Jakarta, MinergyNews– Serikat Pekerja Pertamina Refinery Unit III Plaju (SPP RU III – FSPPB) menyayangkan dengan adanya perubahan struktur organisasi dasar PT Pertamina (Persero) yang sangat signifikan tanpa adanya komunikasi antara wakil pekerja (FSPPB) dengan Perusahaan sesuai kesepakatan bersama yang tertuang dalam Perjanjian Kerja Bersama (PKB) Periode 2019 – 2021 Pasal 7 Ayat 7 dan Ayat 8.
Hal tersebut seperti yang dikemukakan oleh Ketua Umum Serikat Pekerja Pertamina RU III, Muhamad Yunus dalam keterangan tertulisnya di Jakarta, Senin (15/6).
Pasalnya, hasil RUPS PT Pertamina (Persero) tanggal 12 Juni 2020, berdasarkan Salinan Keputusan Menteri BUMN No.SK-198/MBU/06/2020, tentang “Pemberhentian, Perubahan Nomenklatur Jabatan, Pengalihan Tugas dan Pengangkatan Anggota Anggota Direksi Perusahaan Perseroan (Persero) PT Pertamina”, ditetapkan struktur organisasi direksi yang semula 11 (sebelas) Orang menjadi 6 (enam) Orang.
Selain itu, Direktorat Operasional yang sebelumnya ada di Pertamina akan masuk ke dalam beberapa Subholding yang telah di bentuk, yaitu Subholding Upstream, Subholding Refinery & Petrochemical, Subholding Commercial & Trading, Subholding Power & New and Reneawable Energy, Subholding Gas serta Shipping Company yang tertuang di dalam SK No.Kpts-18/C00000/2020-S0 Tanggal 12 Juni 2020 tentang “Struktur Organisasi Dasar PT Pertamina (Persero)”
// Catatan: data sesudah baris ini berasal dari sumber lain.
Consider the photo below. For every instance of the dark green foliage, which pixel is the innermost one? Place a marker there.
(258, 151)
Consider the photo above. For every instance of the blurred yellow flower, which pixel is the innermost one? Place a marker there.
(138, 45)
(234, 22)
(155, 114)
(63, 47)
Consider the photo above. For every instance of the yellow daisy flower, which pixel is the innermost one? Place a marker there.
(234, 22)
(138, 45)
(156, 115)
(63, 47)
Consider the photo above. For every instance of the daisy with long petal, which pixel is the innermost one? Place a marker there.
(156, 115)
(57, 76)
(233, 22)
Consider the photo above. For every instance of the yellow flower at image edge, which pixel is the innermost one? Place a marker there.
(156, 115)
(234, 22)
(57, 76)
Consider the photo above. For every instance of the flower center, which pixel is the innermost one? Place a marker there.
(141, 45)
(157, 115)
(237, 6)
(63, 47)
Pembentukan Holding dan Subholding dinilai dilakukan secara tergesa gesa di tengah triple shock yang sedang melanda PT Pertamina (Persero) yaitu melemahnya harga minyak dunia, tingginya nilai tukar dolar dan pandemik global covid 19. Dimana menyebabkan penurunan volume produksi dan penjualan produk Pertamina.
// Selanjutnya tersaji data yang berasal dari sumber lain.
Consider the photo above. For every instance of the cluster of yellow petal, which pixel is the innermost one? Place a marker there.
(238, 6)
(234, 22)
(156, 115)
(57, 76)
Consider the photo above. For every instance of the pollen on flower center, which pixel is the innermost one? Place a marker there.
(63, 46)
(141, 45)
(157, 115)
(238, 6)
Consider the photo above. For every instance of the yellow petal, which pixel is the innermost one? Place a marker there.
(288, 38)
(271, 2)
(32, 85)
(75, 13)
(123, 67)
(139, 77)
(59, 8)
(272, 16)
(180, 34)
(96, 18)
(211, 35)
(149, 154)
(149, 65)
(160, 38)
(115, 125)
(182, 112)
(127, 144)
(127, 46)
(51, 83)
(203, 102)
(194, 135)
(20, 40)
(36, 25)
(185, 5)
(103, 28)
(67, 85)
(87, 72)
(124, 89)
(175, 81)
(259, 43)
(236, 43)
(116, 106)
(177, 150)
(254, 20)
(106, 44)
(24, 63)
Yunus menegaskan, struktur organisasi Holding dan Subholding yang telah ditetapkan, sebagian diduduki oleh Eksternal Pertamina yang belum memiliki pengalaman dalam bidang Oil & Gas.
“Selain itu, belum adanya kejelasan terkait portofolio Unit Operasi Subholding termasuk status pekerja PT Pertamina (Persero) yang saat ini berada di Subholding,” ujarnya.
Sementara itu, menurut Yunus, rencana dengan adanya privatisasi anak perusahaan Subholding melalui IPO (Initial Public Offering) akan mengancam kedaulatan Energi Nasional.
“Berdasarkan UUD 1945 Pasal 33 Ayat 3, maka seluruh aset PT Pertamina (Persero) harus dikuasai oleh negara dan dipergunakan untuk sebesar-besarnya demi kemakmuran rakyat Indonesia,” cetusnya.
Namun, Yunus tidak memungkiri, berbagai upaya dan cara membenahi Pertamina agar lebih maju sebenarnya sah sah saja, tapi penguasaan Negara dan hak konstitusi rakyat terhadap BUMN (sesuai Pasal 33) tidak boleh di negasikan. Sebab secara historis, Pertamina adalah bagian dari perjuangan rakyat Indonesia.
“Karena itu, lepas dari pembentukan holding dan subholding Pemerintah seharusnya tidak memperlakukan Pertamina selayaknya perusahaan swasta. Kontrol dan peran Negara amat dibutuhkan untuk memproteksi Pertamina dari “mafia migas yang semakin masif” dalam mekanisme pasar (kapitalisme),” tandasnya.
Berikut ini pernyataan sikap SPP RU III – FSPPB, yaitu:
- Menolak keras pembentukan Holding dan Subholding PT Pertamina (Persero).
- Menolak keras upaya privatisasi anak perusahaan Subholding melalui IPO.
- Perusahaan berkewajiban untuk mematuhi dan melaksanakan seluruh isi dan ketentuan ketentuan yang telah di tuangkan dalam Perjanjian Kerja Bersama (PKB) Periode 2019 – 2021 yang sampai dengan saat ini masih berlaku.
- Perusahaan mengoptimalkan kader internal Pertamina untuk menduduki jabatan strategis perusahaan.
- Perusahaan agar fokus dalam perbaikan neraca keuangan dan manajerial untuk meningkatkan investasi.